Train to create alternative futures and narratives with SUPERRR.

When was the last time you imagined the future? Not a strategic "Where do I see myself in five years" or "Which groceries do I need to buy for next week" future? But rather a vision of the future for yourself and for us as a society in 20, 30, 100 years. What hopes do you have for it? How did it feel?

I've been asking myself this question quite often lately. Followed by a knot tightening somewhere between my chest and upper stomach. I'm actually trained in comparative arts. I've spent most of my adult life analyzing interface issues and delving into the past. The question of how we can write, speak, and remember what was has occupied me for as long as I can remember. "What was" is a euphemism here. Because almost always, it was about individual biographies and collective stories in the context of war, displacement, and death. What I've never learned is how to write (or think?) about what could be. And even less: about what should be.

I do futures work in a feminist organization. The term 'feminist' already creates friction, at best, questions that enable an exchange. When I talk about my work, I usually receive curious, sometimes even puzzled looks. I can't blame them because I'm still training every day on how to do this futures work. It sounds rather abstract at first.
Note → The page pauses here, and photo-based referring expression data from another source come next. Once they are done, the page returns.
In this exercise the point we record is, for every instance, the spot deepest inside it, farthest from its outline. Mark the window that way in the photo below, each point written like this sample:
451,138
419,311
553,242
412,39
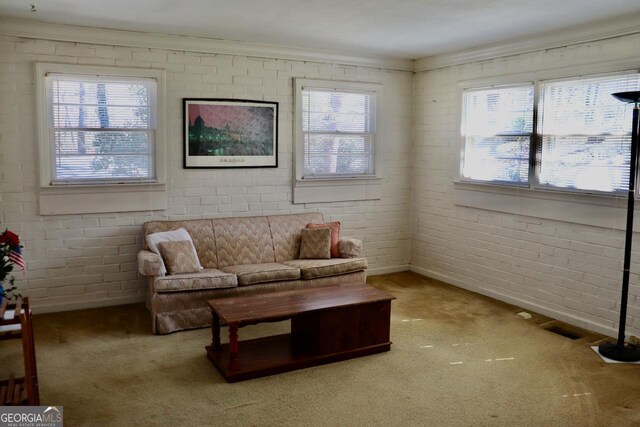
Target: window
498,129
337,138
579,142
101,130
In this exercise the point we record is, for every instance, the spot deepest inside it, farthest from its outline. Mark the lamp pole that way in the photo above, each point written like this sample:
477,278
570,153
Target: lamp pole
618,351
Often, it's also quite tricky. For me as an individual, because I often don't feel my impact and safety in this world. And for us as a society, because we are surrounded by old and new crises – catastrophes that make it hard not to despair. As civil society, we are all busy addressing urgent issues in the here and now, limiting damage and protecting from harm. In this context, envisioning a future full of joy, solidarity, justice and, yes, hope sometimes feels almost presumptuous. What happens if we do it anyway? If we dare to imagine and design these futures – not as unattainable utopias, but as a desirable vision and goal we can work towards – right now?
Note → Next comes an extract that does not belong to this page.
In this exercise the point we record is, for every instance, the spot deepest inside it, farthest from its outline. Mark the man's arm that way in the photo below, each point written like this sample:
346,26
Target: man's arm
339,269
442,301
I can't help thinking about the first futuring workshop I facilitated. We were in a small group, and the participants were stuck. They had no idea what measures they should take to achieve their vision of the future – self-organized, secure social networks. Their thinking revolved around technical solutions that promised short-term relief but did not lead to the desired goal in the long term. Until one person in the group was bold enough to tweak a fundamental premise: an unconditional basic income for all. An adjustment that, at first glance, has little to do with social networks but has the potential to fundamentally change the system we live in. What happened in the group afterwards was a bit like magic. Suddenly, there was the courage and confidence to explore positive scenarios. And there were ideas on how to make them a reality.
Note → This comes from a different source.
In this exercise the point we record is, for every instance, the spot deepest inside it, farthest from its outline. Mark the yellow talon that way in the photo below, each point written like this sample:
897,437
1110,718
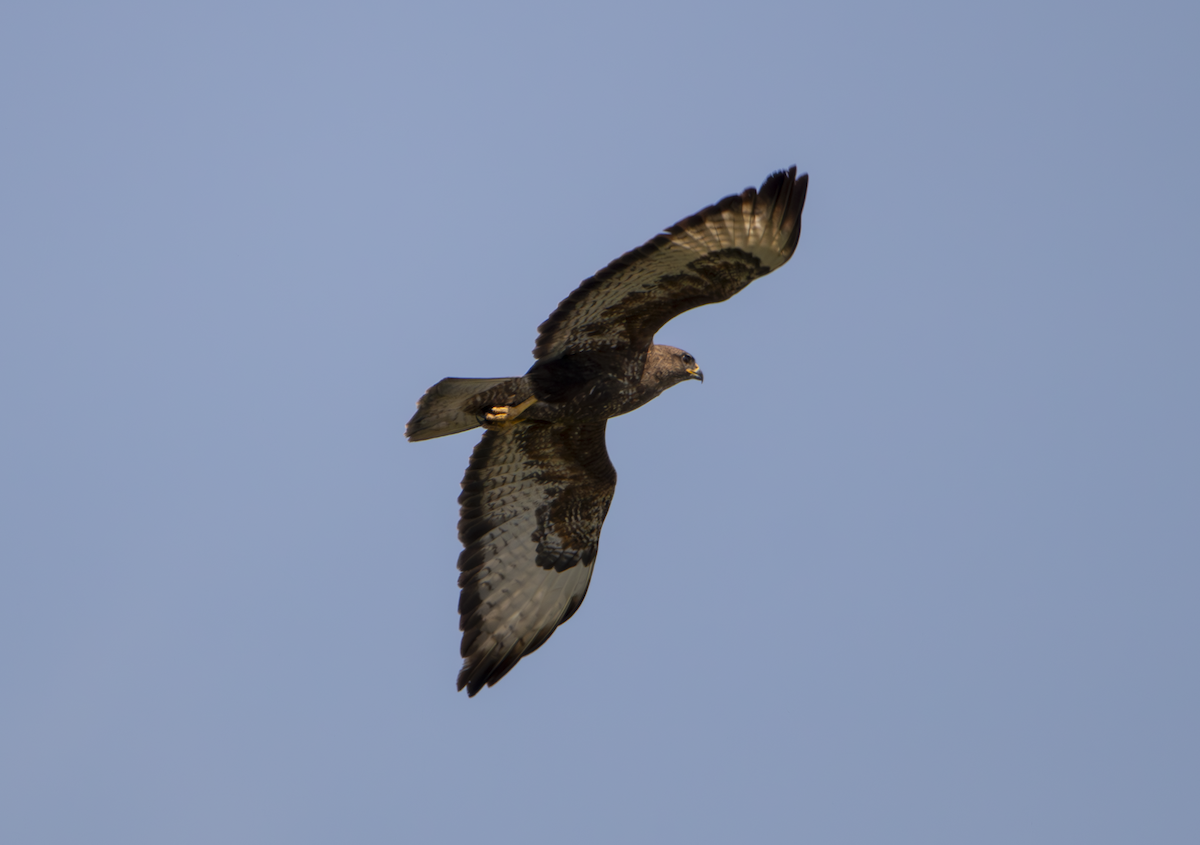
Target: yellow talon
508,413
The barriers in our minds are enormous because the stories we know about the past, present, and future dismiss values such as solidarity, justice and being there for one another as unattainable utopias. This inevitably influences our thoughts and actions. And thereby manifests the realities in which we live. The disasters of our time are a clear warning signal: we can't go on like this! If we want to work towards positive change and new realities, it is high time for alternative narratives. To do this, we need space, time, resources and, above all, practice. Many of us still need to learn to dream up and plan new narratives, visions and futures – it's like a muscle that needs to be trained.

For us as an organization, it is perhaps the most critical muscle – for working on our topics and collaborating with others. The more people and organizations have this muscle, the more we can work towards the futures we aspire to. To realize this, we are launching our pilot program, ‘Futures Literacy for Civil Society’ together with Futures Probes in June 2024. We bring people from civil society together to collectively build futures competence and create new, positive narratives – and thus realities. That gives me hope. Because I know that – best case – it won't just stop with the mere narratives. But rather that they can be translated into concrete measures and actions. What could be more powerful for positive change than the feeling of impact in the world? Again, I feel the tingling of magic.

By the way, the knot in my chest is still there, but it's getting smaller day by day. After all, I'm still training.